Whereas many recent books about contemporary drawing have been catalogues to accompany exhibitions, Vitamin D is part coffee-table tome, part encyclopaedic reference. Tastefully and imaginatively designed, it presents the selected work of 109 artists in A–Z order, including (to mention only a handful) Kara Walker, Hayley Tompkins, David Musgrave, Paul Noble, Katharina Wulff, and Graham Little.

The book’s designer, Julia Hasting, must have felt both blessed and cursed by this material. Vitamin D shows, for the most part, that drawings are well suited to presentation in book form—more so than sculptures, for example, which can often seem inadequately ‘documented’. There is the old association of drawn images with book illustrations, as well as with the ‘behind-the-scenes’ paraphernalia of artists’ notebooks and sketchbooks. Many of the featured artists—such as David Shrigley—have produced drawings for publication in the past, and it feels appropriate to be viewing this kind of image on a thumbed page.

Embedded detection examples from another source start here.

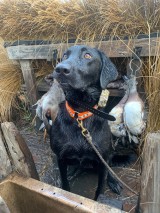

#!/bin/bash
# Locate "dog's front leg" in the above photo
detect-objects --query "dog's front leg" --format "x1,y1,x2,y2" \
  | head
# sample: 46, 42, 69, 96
57, 159, 70, 191
94, 163, 106, 200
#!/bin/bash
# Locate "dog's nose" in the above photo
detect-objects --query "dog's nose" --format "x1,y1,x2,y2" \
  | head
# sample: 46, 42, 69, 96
55, 64, 71, 75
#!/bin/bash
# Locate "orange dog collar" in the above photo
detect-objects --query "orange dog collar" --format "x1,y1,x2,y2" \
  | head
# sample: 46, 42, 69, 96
66, 101, 98, 121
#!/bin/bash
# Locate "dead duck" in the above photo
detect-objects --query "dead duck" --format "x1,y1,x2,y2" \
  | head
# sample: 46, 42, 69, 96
33, 80, 65, 141
123, 75, 146, 143
108, 85, 129, 137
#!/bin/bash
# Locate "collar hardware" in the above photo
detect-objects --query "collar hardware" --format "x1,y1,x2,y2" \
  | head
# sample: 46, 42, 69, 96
66, 101, 98, 121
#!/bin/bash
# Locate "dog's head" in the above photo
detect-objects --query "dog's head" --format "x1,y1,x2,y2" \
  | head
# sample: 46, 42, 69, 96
53, 45, 118, 91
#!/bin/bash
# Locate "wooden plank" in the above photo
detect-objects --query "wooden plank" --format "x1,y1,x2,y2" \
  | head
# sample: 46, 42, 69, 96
0, 130, 12, 181
6, 37, 160, 60
21, 82, 124, 97
139, 133, 160, 213
20, 60, 37, 105
1, 122, 39, 179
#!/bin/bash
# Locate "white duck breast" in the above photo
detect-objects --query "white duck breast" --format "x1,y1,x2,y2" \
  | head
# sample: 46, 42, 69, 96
35, 81, 65, 127
123, 76, 146, 136
108, 87, 128, 137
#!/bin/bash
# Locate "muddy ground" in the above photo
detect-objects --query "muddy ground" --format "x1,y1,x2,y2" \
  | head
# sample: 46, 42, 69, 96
17, 122, 140, 213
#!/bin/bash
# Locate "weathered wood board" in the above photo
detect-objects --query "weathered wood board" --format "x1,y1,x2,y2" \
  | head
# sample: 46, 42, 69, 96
139, 133, 160, 213
0, 130, 12, 180
6, 37, 160, 60
1, 122, 39, 179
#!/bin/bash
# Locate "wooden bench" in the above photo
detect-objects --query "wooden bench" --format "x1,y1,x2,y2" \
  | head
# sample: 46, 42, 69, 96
6, 35, 160, 104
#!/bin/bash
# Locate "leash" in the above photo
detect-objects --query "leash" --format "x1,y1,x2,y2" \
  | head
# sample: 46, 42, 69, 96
76, 119, 138, 195
67, 99, 116, 121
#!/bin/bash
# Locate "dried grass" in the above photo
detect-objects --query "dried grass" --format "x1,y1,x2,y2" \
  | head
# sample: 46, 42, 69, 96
0, 0, 160, 42
0, 39, 21, 121
143, 56, 160, 134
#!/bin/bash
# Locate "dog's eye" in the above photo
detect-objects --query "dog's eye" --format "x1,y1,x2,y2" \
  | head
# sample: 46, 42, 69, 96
84, 53, 92, 59
63, 54, 67, 60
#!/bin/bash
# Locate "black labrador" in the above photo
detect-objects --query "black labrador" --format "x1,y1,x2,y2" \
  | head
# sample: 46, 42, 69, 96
50, 45, 119, 199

However, the pale charm and ephemeral poignancy of works executed in pencil, watercolour and charcoal are notoriously difficult to retain in reproduction. It is a credit to Hasting and the book’s (uncredited) photographers that the majority of works included here survive the translation into print. What is more, Hasting has cleverly rejected glossy leaves in favour of a matt, faintly textured paper with a roughly-cut edge. The result is a fat fetish of a book, beautiful to the touch as well the eye. The illusion that the stock on which the images are printed might be the same sort of paper as that on which the drawings were made adds to the sensitivity of the design.

Verbal intelligibility is often sacrificed to this pictorial subtlety, and the text is somewhat difficult to read. It is, however, detailed and comprehensive, providing some interesting rationale behind the current resurgence of drawing in art practice. In addition to a critical overview and an introduction by Emma Dexter (contemporary art curator at Tate Modern), there are sizeable texts on each of the artists, by various international writers and critics.

Their conclusions occasionally smack a little too much of hype. When Dexter declares that ‘never before has drawing as an art form been more dynamic’ one can almost hear the corpses of Leonardo, Dürer, Goya and Blake spinning in their respective tombs. However, judging by its seductive presentation, the book’s purpose is utterly celebratory; and one could hardly demand that it play devil’s advocate with its own objects of reverence.